The US launches a green transition program for the Global South

The US launches a green transition program for the Global South


The United States on Wednesday launched a partnership with private funds aimed at supporting renewable energy transitions in developing countries, based on a carbon credit scheme criticized by climate activists.

The government program, launched at the COP27 climate conference in Egypt along with the Bezos Earth Fund and the Rockefeller Foundation, would help emerging economies attract finance “to support their clean energy transition,” Washington said.

Companies like Microsoft and Pepsi that have expressed interest in the plan would invest in renewable energy projects, which would allow countries to demonstrate reductions in greenhouse gas emissions that could then be sold back to those companies as carbon credits.

“Our intention is to leverage the carbon market to deploy capital … to accelerate the transition from dirty to clean energy,” said US Climate Commissioner John Kerry, promising “safeguards” against greenwashing.

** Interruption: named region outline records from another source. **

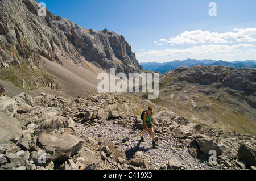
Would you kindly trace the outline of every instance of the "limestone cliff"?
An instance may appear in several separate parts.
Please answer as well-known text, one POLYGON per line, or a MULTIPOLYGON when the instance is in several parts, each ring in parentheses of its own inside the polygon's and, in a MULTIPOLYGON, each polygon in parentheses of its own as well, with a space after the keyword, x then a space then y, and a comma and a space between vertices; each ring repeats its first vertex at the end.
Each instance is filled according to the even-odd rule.
POLYGON ((107 71, 140 72, 142 68, 123 36, 86 30, 46 11, 39 16, 36 0, 0 1, 0 68, 60 56, 80 64, 83 58, 107 71))

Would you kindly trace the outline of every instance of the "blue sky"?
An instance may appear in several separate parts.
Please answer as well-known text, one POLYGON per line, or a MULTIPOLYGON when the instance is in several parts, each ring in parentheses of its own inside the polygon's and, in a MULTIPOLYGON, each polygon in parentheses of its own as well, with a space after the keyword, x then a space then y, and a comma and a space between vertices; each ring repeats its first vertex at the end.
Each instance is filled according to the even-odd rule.
POLYGON ((85 28, 123 35, 139 62, 256 59, 255 0, 38 1, 85 28))

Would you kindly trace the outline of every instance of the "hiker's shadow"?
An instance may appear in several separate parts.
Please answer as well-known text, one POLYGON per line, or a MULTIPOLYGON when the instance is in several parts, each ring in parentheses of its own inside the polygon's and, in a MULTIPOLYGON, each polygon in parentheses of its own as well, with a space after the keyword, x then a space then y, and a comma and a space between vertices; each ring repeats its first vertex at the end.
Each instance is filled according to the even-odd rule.
POLYGON ((135 153, 137 151, 142 151, 142 152, 147 152, 150 149, 157 149, 157 147, 149 147, 147 148, 144 148, 144 146, 141 146, 141 141, 140 140, 137 145, 134 148, 131 148, 129 150, 125 151, 125 155, 126 155, 126 158, 127 159, 130 159, 134 156, 135 153))

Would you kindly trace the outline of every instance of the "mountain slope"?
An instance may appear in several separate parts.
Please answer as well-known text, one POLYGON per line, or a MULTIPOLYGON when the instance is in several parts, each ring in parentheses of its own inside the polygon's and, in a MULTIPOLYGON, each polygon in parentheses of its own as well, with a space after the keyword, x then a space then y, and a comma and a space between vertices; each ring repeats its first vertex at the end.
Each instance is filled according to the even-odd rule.
POLYGON ((39 88, 35 83, 33 86, 28 82, 43 82, 39 84, 40 86, 52 85, 54 74, 58 73, 49 73, 53 77, 41 75, 39 71, 43 68, 39 65, 43 61, 42 57, 60 66, 64 65, 65 60, 74 64, 72 66, 84 67, 94 75, 81 76, 88 82, 92 81, 93 87, 97 85, 97 75, 92 70, 95 69, 93 65, 106 71, 112 68, 115 68, 117 73, 142 71, 135 53, 122 35, 106 29, 84 29, 48 10, 46 16, 39 16, 38 5, 35 0, 0 1, 0 71, 10 77, 12 71, 6 68, 14 68, 17 71, 16 77, 11 79, 1 74, 0 79, 27 90, 39 88), (89 66, 88 62, 92 63, 89 66), (31 71, 35 73, 32 74, 31 71), (22 74, 30 74, 22 78, 22 74))
POLYGON ((256 135, 256 70, 197 65, 163 74, 155 104, 196 122, 256 135))
POLYGON ((164 63, 148 62, 141 63, 143 68, 145 70, 151 70, 159 71, 162 74, 174 70, 179 66, 192 67, 197 65, 220 65, 222 66, 229 66, 236 69, 241 68, 255 68, 256 66, 256 61, 247 60, 245 61, 235 61, 233 62, 226 62, 222 60, 216 61, 213 60, 196 60, 187 59, 185 60, 176 60, 171 62, 164 63))

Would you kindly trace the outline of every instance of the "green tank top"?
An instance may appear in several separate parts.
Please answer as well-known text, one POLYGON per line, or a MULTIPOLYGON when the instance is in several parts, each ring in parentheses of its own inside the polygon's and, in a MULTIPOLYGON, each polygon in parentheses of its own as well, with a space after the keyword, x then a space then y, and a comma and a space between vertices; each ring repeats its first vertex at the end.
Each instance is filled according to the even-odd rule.
POLYGON ((152 118, 152 113, 150 115, 147 115, 147 117, 146 118, 146 122, 151 122, 151 118, 152 118))

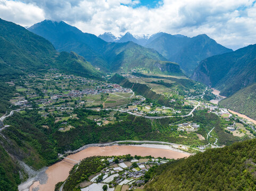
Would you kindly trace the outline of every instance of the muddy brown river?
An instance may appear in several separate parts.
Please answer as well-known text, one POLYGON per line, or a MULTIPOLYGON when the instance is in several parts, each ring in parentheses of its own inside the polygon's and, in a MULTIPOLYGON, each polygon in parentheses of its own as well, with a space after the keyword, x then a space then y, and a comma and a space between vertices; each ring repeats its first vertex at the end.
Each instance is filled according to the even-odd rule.
MULTIPOLYGON (((109 146, 93 146, 84 149, 77 153, 69 155, 68 157, 77 161, 86 157, 95 155, 112 156, 122 155, 130 154, 131 155, 148 156, 157 158, 166 157, 169 159, 179 159, 189 156, 188 153, 174 151, 171 150, 136 146, 133 145, 113 145, 109 146)), ((48 177, 46 184, 40 184, 39 181, 35 182, 30 187, 29 190, 32 191, 33 188, 37 190, 54 190, 55 185, 60 181, 65 180, 69 176, 69 172, 73 166, 72 161, 64 159, 48 167, 46 171, 48 177)))

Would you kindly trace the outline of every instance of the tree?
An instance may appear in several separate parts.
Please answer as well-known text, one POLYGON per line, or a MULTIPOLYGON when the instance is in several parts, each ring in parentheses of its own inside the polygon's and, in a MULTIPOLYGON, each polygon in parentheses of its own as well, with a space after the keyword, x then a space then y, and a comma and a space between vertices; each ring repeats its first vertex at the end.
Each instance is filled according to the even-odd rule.
POLYGON ((133 162, 131 165, 133 166, 133 167, 134 167, 134 168, 138 167, 138 164, 136 162, 133 162))
POLYGON ((108 189, 108 186, 106 185, 104 185, 102 187, 102 189, 104 191, 106 191, 106 190, 108 189))
POLYGON ((114 162, 115 163, 118 163, 119 162, 119 160, 118 160, 118 158, 114 158, 114 162))

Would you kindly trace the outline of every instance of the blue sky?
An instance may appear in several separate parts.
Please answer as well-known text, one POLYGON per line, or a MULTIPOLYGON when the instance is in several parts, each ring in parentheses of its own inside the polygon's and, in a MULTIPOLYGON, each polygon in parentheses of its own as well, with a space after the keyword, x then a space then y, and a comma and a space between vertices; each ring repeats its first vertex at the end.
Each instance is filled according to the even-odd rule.
MULTIPOLYGON (((150 0, 140 0, 138 1, 138 2, 137 4, 136 4, 134 5, 132 5, 134 8, 139 7, 141 6, 145 6, 149 8, 154 8, 156 7, 158 7, 159 5, 161 5, 163 3, 163 1, 150 1, 150 0)), ((126 5, 125 4, 123 4, 126 5)), ((129 6, 129 4, 126 4, 126 5, 129 6)))
POLYGON ((256 44, 255 0, 0 0, 0 18, 22 26, 64 21, 84 32, 115 36, 159 31, 207 34, 236 49, 256 44))

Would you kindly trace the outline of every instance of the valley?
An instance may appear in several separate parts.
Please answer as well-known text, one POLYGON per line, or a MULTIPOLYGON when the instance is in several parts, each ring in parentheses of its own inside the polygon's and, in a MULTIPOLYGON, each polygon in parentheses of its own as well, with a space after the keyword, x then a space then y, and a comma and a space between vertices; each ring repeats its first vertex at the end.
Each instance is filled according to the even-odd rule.
MULTIPOLYGON (((185 77, 159 74, 150 76, 133 72, 120 75, 115 74, 109 76, 106 81, 101 81, 50 70, 41 75, 31 74, 21 77, 21 80, 7 82, 9 85, 15 87, 15 91, 13 97, 10 98, 12 106, 10 109, 13 110, 1 118, 5 125, 1 129, 1 135, 4 139, 11 137, 7 132, 14 125, 12 122, 13 119, 24 119, 31 115, 37 116, 36 123, 39 126, 36 125, 40 126, 39 129, 47 136, 52 135, 55 141, 57 142, 57 145, 50 143, 55 145, 54 150, 58 151, 57 153, 55 151, 52 153, 55 156, 52 155, 51 160, 61 161, 49 166, 47 170, 44 169, 38 171, 40 172, 38 172, 38 176, 20 185, 19 190, 26 190, 29 187, 30 190, 43 190, 46 188, 52 189, 58 182, 65 180, 74 161, 62 159, 60 157, 62 153, 65 153, 68 154, 68 158, 77 161, 95 154, 119 156, 130 154, 132 156, 151 155, 177 159, 210 148, 221 147, 233 142, 254 137, 256 134, 255 126, 250 121, 233 117, 227 109, 220 108, 208 101, 210 98, 214 98, 212 93, 219 99, 216 90, 212 92, 210 89, 192 82, 185 77), (117 82, 118 79, 121 80, 119 80, 119 84, 113 83, 117 82), (138 94, 141 92, 137 89, 137 85, 146 85, 149 93, 144 93, 143 96, 138 94), (163 98, 153 101, 151 99, 152 96, 163 98), (167 98, 170 101, 163 101, 167 98), (164 103, 168 103, 168 107, 164 103), (204 115, 205 117, 200 119, 204 115), (152 130, 147 132, 148 130, 145 129, 139 132, 136 128, 120 129, 118 126, 126 125, 131 116, 134 116, 134 121, 138 120, 137 118, 144 118, 145 119, 139 119, 136 123, 146 123, 148 124, 147 128, 152 130), (211 125, 207 122, 207 118, 212 117, 217 117, 216 119, 219 119, 219 121, 211 125), (139 122, 140 120, 141 122, 139 122), (238 121, 242 124, 242 128, 236 127, 238 121), (97 134, 94 138, 90 137, 92 133, 89 133, 88 130, 84 131, 81 129, 81 125, 88 127, 88 124, 97 129, 97 132, 89 130, 97 134), (77 131, 81 130, 81 134, 76 135, 77 131), (113 130, 118 131, 121 134, 117 135, 113 130), (128 131, 136 134, 135 136, 131 134, 123 136, 123 131, 126 132, 125 134, 130 133, 128 131), (154 133, 150 133, 150 131, 154 133), (85 133, 89 136, 85 137, 85 133), (106 136, 106 133, 109 134, 106 136), (158 138, 154 134, 158 134, 158 138), (71 137, 75 139, 70 142, 71 137), (96 144, 93 147, 86 146, 86 144, 111 141, 121 141, 102 145, 96 144), (111 146, 112 144, 113 146, 111 146), (75 154, 68 151, 76 151, 79 147, 81 147, 75 151, 75 154), (64 169, 66 169, 65 172, 64 169)), ((132 123, 130 127, 138 125, 132 123)), ((22 128, 19 131, 24 131, 25 129, 22 130, 22 128)), ((31 146, 29 146, 30 141, 36 142, 37 140, 35 137, 29 141, 27 148, 31 146)), ((12 141, 13 143, 16 141, 12 141)), ((47 149, 53 151, 50 149, 52 146, 47 149)), ((23 149, 20 147, 19 149, 23 149)), ((38 147, 34 149, 36 156, 42 155, 42 151, 38 147)), ((39 159, 42 157, 37 158, 36 156, 28 156, 23 160, 33 168, 39 170, 48 162, 39 159)))

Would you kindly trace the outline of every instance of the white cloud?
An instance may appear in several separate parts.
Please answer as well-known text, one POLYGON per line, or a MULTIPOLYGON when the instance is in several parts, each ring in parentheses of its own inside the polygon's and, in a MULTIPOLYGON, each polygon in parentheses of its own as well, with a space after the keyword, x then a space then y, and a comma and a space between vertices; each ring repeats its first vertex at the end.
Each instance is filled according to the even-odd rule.
POLYGON ((139 4, 138 0, 25 2, 0 0, 0 16, 23 25, 41 18, 63 20, 96 35, 105 31, 119 35, 127 31, 134 34, 161 31, 189 37, 206 33, 235 49, 256 43, 256 6, 252 0, 164 0, 155 8, 134 8, 139 4), (4 16, 5 13, 7 16, 4 16))

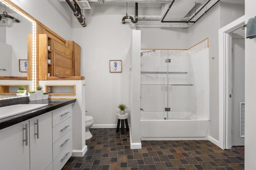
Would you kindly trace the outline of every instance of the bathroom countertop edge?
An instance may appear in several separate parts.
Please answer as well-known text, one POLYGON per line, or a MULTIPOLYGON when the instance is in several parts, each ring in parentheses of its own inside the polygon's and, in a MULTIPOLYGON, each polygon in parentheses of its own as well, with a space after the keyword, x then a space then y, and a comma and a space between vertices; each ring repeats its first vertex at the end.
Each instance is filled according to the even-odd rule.
POLYGON ((76 99, 48 99, 36 101, 27 101, 22 104, 48 104, 48 105, 34 110, 0 119, 0 130, 29 120, 31 118, 74 104, 76 99))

Kerry said he hoped the project, which Chile and Nigeria could already join, would get underway within a year.

Climate activists have criticized the US program, which was launched a day after a UN panel of experts found that carbon credits should not be used to “offset” emissions, rather than actually reducing them.

– “Accounting Trick” –

The Earth has warmed by an average of nearly 1.2 degrees Celsius since pre-industrial times, provoking an accelerating onslaught of climate change impacts such as storms, floods and heat waves.

As part of the Paris Climate Agreement, countries have agreed to limit warming to well below 2°C, preferably 1.5°C.

That more ambitious target requires halving global emissions by 2030 and reducing them to net zero by mid-century, according to scientists.

“We need to see deep emissions cuts in both the Global North and South – not rich polluting companies in the North paying for the privilege of further destroying the planet,” said Mohamed Adow of think tank Power Shift Africa.

“These carbon offsets are an accounting trick that creates loopholes for polluters to continue polluting the environment.”

Harjeet Singh of the Climate Action Network told AFP that similar programs have not helped reduce emissions in the past.

The UN expert report said some offsets could be effective, like supporting the energy transition in developing countries – but stressed that this should only be an additional measure after companies reduce their own emissions.

Kerry acknowledged that previous abuses of carbon credits had “discredited” these instruments in the eyes of many.

He said the program is only open to companies willing to commit to short-term reduction targets as well.

“We believe that past mistakes shouldn’t stop us from using a powerful tool to direct private capital to where it’s needed most.”

Angela Churie Kallhauge of the US-based nonprofit Environmental Defense Fund said the program could help drive the energy transition.